For almost 20 years, Amalia Moreno-Damgaard was an important executive in various banks in the Midwest. With a master’s degree in international business and culture, advising companies and recommending international financial strategies was her world. However, Amalia had a strong passion for cooking, which began when she was a little girl and lived with her maternal grandmother in Quezaltepeque, a town in the department of Chiquimula in eastern Guatemala. When her son Jens was born, Amalia felt a need to switch careers and, following her instinct and passion for cooking, graduated from Le Cordon Bleu. Today, Amalia is a talented chef and business woman who promotes Latino cuisine and culture, as well as more wholesome cooking in general with private, business and consulting events in the state of Minnesota, where she lives with her family.
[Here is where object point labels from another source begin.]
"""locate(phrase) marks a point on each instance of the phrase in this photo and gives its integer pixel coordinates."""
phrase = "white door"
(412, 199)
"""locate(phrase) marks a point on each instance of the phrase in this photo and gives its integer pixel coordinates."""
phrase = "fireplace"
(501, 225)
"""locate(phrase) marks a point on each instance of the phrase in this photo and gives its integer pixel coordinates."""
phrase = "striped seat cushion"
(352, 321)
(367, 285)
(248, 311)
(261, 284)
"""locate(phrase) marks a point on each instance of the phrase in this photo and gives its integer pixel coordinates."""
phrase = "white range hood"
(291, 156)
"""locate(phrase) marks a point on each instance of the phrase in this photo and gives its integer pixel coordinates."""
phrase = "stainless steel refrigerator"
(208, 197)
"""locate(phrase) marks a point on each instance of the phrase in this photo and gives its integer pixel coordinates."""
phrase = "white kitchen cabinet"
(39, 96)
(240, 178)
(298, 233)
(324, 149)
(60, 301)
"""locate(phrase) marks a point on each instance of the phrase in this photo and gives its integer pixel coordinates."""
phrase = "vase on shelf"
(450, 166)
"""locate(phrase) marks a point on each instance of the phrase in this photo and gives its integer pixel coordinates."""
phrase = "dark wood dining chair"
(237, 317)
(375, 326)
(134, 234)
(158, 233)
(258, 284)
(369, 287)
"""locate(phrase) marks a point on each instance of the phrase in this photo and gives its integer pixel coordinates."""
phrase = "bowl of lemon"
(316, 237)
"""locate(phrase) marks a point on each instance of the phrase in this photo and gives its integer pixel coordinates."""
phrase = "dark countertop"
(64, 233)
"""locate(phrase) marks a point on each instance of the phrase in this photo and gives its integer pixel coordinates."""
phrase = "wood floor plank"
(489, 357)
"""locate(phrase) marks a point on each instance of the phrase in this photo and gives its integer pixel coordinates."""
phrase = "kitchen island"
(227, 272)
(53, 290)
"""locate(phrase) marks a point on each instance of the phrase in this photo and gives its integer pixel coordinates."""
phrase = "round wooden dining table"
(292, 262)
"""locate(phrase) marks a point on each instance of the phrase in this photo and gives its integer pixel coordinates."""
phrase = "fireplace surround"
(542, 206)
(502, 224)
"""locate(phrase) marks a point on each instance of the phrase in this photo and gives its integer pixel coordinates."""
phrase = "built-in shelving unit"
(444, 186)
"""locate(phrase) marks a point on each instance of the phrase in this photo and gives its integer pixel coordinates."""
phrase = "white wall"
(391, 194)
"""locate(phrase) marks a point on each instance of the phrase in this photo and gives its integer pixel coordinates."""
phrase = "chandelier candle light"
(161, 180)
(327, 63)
We spoke with Chef Amalia about Guatemalan cuisine, her favorite dishes and the ingredients she misses most from her homeland. “Guatemalan cuisine has its roots in Mayan culture and civilization, but also has contributions from Spaniards, who in turn brought dishes and traditions from the Arabs, Italians, Greeks and others,” said the chef, who loves cooking. “On the other hand, we also have influences from the cuisine of the Garifuna, an Afro-Caribbean group who settled in the region.” The chef divides Guatemalan cuisine into five categories: native cuisine, which originated with the Mayas; traditional cuisine, a combination of native and Spanish cuisine; homemade cuisine, Spanish dishes with a Mayan touch; Garifuna cuisine; and street cuisine, with standouts like various types of tostadas, chuchitos (a type of tamale), tortillas filled with beef, rolled-up tacos, buñuelos (fritters), garnachas (fried corn dough with toppings), etc. “Street cuisine or chucherías (like we call them in Guatemala), is very important, because in addition to being delicious and plentiful, it’s associated with religious traditions and celebrations.” Chef Amalia mentioned that among her favorite Guatemalan cuisine dishes are Mayan stews, including jocón, a stew made with chicken, tomatillo and cilantro; and pepián negro, prepared with chicken and pork, in an almost black sauce of dried chilies, pumpkin seeds, sesame seeds, tortillas, potatoes, green beans and carrots, among others. “Mayan stews are full meals, very easy to prepare and can be served with white rice,” she said. “They have the advantage that you can cook them in advance and keep them in the freezer for those days when you’re very busy.” Although the variety of Latino products available in U.S. markets has increased, Chef Amalia thinks there are always ingredients that are impossible to find, for which she has identified appropriate substitutions. “One of them is frijoles piloyes, a very delicious variety of beans used to prepare piloyada antigüeña, a bean salad with pork, Spanish chorizo, queso fresco and a vinaigrette, among others.” The chef also mentioned among the ingredients she misses from her country a wild herb called zamat, which is used to prepare kaqik, a delicious turkey soup with chilies, annatto and more.
Cuisine During Lent
In Guatemala, since the majority of the population is Catholic, one of the country’s most important celebrations is Holy Week. During this season, throughout this Central American nation, there are various processions representing the Stations of the Cross (the path Jesus followed to the cross). “In Antigua, the Holy Week celebration is impressive,” said Chef Amalia. “They have solemn, dramatic processions where the neighbors make colorful carpets from painted sawdust to cover the streets. Those are days in which they prepare special meals and people eat a lot of chucherías in church porches.” Among traditional Lent dishes, Chef Amalia mentioned some that are very popular: Vizcaína-style cod, tuna or sardine empanadas, pickled vegetables and all kinds of seafood. There are also a large variety of desserts made from seasonal fruits, usually in syrup or brown sugar cane sauce.